The London Hibernian Society asked him to accompany David Bogue, Joseph Hughes, and Samuel Mills to Ireland in August 1807, to report on the state of Protestant religion in the country. Their report is still extant, and among the movements initiated as a result of their visit was the Circulating School system. In 1810, owing to the growth of Methodism and the lack of ordained ministers, he led the Connection in the movement for connectionally ordained ministers, and his influence was the chief factor in the success of that important step. From 1811 to 1814 his energy was mainly devoted to establishing auxiliary Bible Societies. By correspondence he stimulated some friends in Edinburgh to establish charity schools in the Highlands, and the Gaelic School Society (1811) was his idea. His last work was a corrected edition of the Welsh Bible issued in small pica by the Bible Society.

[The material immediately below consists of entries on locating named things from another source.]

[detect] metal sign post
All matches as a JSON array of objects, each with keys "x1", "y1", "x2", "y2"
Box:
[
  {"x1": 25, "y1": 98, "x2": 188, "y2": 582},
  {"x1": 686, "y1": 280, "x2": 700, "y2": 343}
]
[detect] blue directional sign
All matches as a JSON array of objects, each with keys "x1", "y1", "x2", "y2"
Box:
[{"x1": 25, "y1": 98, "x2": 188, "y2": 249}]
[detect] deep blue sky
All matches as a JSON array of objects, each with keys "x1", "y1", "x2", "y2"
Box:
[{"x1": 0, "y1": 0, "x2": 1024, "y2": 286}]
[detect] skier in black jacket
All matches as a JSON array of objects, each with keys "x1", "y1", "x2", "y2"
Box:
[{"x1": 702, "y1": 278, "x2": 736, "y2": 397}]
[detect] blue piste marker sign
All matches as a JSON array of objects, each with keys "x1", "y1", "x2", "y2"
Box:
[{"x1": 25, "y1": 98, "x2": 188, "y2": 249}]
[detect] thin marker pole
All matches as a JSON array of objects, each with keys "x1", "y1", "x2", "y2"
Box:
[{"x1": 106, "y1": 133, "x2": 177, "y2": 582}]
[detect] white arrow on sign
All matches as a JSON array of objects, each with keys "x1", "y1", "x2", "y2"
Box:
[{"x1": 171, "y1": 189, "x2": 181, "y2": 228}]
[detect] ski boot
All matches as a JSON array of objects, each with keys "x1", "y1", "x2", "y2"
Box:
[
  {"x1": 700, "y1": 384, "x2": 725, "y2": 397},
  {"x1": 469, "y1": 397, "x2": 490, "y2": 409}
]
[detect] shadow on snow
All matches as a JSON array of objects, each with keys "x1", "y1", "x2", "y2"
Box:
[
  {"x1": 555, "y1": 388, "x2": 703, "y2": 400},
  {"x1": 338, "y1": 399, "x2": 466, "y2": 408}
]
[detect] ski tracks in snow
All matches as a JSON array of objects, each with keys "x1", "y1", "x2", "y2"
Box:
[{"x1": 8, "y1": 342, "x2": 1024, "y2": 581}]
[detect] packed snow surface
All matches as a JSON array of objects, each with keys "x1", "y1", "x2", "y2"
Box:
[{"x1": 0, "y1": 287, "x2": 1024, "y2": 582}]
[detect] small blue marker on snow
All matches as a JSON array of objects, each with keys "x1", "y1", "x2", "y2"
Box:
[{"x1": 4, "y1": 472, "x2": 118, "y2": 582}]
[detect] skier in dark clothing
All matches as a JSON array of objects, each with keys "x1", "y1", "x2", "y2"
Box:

Charles died, "worn down by his activities" according to biographer Edwin Welch, in October 1814, nine days before his 59th birthday, and was buried at nearby Llanycil. His widow, who had retired from business in 1810, died two weeks later, aged 61.

As a preacher he was in great request, though possessing but few of the qualities of the popular preacher. All his work received very small remuneration; the family was maintained by the profits of a business managed by Mrs Charles a keen, active and good woman. His influence is still felt, and he is rightly claimed as one of the makers of modern Wales.

His great-grandson was Thomas Charles Edwards (1837–1900), the first principal of the University College of Wales, Aberystwyth.